About the Role
As an MLOps Engineer in the DAMO service line at Thoughtworks, you will be responsible for ensuring the reliability, safety, performance, and continuous improvement of large-scale machine learning and AI systems in production. This includes both generative AI and traditional ML systems like computer vision and recommendation models. You will work across the full software delivery lifecycle, contributing to design, implementation, deployment, and ongoing operational excellence.
You will champion engineering best practices, including clean and maintainable code, test-driven development, continuous delivery, strong observability, and collaborative development through pairing and code reviews. You will stay hands-on, actively contributing to codebases and applying modern practices from the Thoughtworks Technology Radar. You will design pragmatic solutions that balance technical constraints, cost efficiency, performance, and system safety. Working closely with developers, data scientists, platform engineers, and product teams, you will help deliver production-ready AI capabilities that meet business needs and uphold a high bar for quality.
You will also play an active role in fostering a collaborative, inclusive team culture, encouraging feedback and supporting the growth of team members.
Responsibilities
- Design, implement, and maintain monitoring and alerting for ML and AI operational signals, including model performance degradation (e.g., computer vision, recommendation, GenAI), data drift, latency issues, and anomalies. This includes specific monitoring for GenAI aspects like prompt failures, hallucination trends, guardrail violations, and overall agent workflow health.
- Build and operate robust evaluation and testing pipelines for all ML and AI systems, including automated regression tests for models, prompts, workflows, tools, and model versions, ensuring new releases meet or exceed established baselines.

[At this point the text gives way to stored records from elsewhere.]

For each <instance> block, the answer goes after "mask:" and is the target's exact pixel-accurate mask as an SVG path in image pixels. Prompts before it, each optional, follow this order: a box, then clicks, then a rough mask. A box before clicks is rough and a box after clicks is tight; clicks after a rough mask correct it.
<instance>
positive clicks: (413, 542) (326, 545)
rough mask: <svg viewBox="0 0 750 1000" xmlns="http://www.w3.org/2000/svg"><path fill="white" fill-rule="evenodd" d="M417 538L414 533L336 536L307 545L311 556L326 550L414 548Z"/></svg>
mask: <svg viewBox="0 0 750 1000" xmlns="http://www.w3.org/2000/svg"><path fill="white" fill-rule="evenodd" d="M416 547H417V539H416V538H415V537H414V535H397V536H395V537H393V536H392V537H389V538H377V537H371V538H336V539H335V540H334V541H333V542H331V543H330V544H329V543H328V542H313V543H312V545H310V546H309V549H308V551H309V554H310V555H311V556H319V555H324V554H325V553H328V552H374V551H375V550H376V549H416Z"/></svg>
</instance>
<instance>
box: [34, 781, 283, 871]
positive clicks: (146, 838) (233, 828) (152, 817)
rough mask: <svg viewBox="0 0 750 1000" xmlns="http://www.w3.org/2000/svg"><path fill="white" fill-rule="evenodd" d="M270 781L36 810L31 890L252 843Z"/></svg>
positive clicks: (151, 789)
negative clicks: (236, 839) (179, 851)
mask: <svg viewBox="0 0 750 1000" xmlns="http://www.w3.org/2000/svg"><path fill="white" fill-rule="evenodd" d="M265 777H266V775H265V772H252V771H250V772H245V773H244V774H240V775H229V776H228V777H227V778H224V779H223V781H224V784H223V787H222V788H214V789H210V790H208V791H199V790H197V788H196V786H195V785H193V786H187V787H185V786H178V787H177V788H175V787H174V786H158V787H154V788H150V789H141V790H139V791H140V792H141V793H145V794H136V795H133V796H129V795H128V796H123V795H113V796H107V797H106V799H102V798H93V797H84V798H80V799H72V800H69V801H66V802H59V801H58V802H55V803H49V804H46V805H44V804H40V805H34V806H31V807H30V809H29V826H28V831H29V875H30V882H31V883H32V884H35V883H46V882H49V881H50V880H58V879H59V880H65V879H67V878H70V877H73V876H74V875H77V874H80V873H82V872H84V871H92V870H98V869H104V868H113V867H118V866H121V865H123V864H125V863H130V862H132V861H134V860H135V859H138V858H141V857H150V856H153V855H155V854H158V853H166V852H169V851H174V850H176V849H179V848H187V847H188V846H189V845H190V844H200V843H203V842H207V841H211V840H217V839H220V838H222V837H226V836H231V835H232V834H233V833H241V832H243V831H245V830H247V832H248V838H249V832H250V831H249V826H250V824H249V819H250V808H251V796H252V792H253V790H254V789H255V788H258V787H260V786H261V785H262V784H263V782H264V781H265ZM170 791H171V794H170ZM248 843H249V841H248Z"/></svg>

- Investigate and resolve production issues related to model behavior, including troubleshooting ML models, tool-calling errors, vector search/RAG retrieval failures (for GenAI), data quality issues, and integration points.
- Collaborate with infrastructure and platform teams to ensure stable, performant, and cost-efficient AI inference, including optimization of deployment strategies, resource usage, and runtime configurations.
- Manage the lifecycle of ML models, prompts, embeddings, vector indices, and associated components, including controlled rollouts, versioning strategies, and automated evaluation gates.
- Design and operate effective feedback loops that incorporate real user interactions, evaluation metrics, UAT findings, and domain expert reviews, enabling continuous improvement of all ML/AI systems, including agentic systems.
- Uphold governance, safety, and compliance standards, ensuring observability, auditability, privacy protection, and adherence to organizational guidelines for all ML/AI systems and data handling.
- Maintain clear, comprehensive documentation covering operational procedures, system behaviors, incident findings, performance benchmarks, and deployment practices.
- Communicate system health, risks, upcoming changes, and operational insights clearly to technical and non-technical audiences.
- Support the growth and development of junior team members through guidance, knowledge sharing, and constructive feedback.
Job Qualifications
Technical Skills
- High proficiency in Python (Pandas, NumPy, Scikit-learn) for scripting, analysis, and maintaining production models.
- Strong SQL skills for querying, data manipulation, and operational data checks.
- Experience building or maintaining GenAI / agentic solutions (e.g., RAG, LlamaIndex, CrewAI, or similar orchestration/RAG tooling).
- Solid understanding of classical ML algorithms, model evaluation, and challenges like drift and bias.
- Hands-on experience with model monitoring (data quality, prediction quality, latency) using Prometheus, Grafana, or cloud-native tools.
- Experience with Azure (Databricks, Azure Machine Learning, etc.) for deployment and resource management; familiarity with GCP/AWS is a plus.
- Familiarity with Agile methodologies (Scrum/Kanban).
- Nice to have: Experience with big data frameworks (Spark, Dask) for large-scale processing.
- Nice to have: Understanding of containerization/orchestration such as Docker and basic Kubernetes.
- Nice to have: Exposure to workflow/pipeline or IaC tooling (Airflow, Kubeflow, MLflow, Terraform).
Professional Skills
- Strong influence and advocacy for technical excellence while adapting to change when necessary.
- Strong analytics and troubleshooting ability.
- Excellent communication and articulation skills.
- Ability to navigate ambiguity and tackle challenges from multiple perspectives.
- Experience mentoring junior consultants.
- Willingness to be part of a 24x7 on-call rotation, as needed.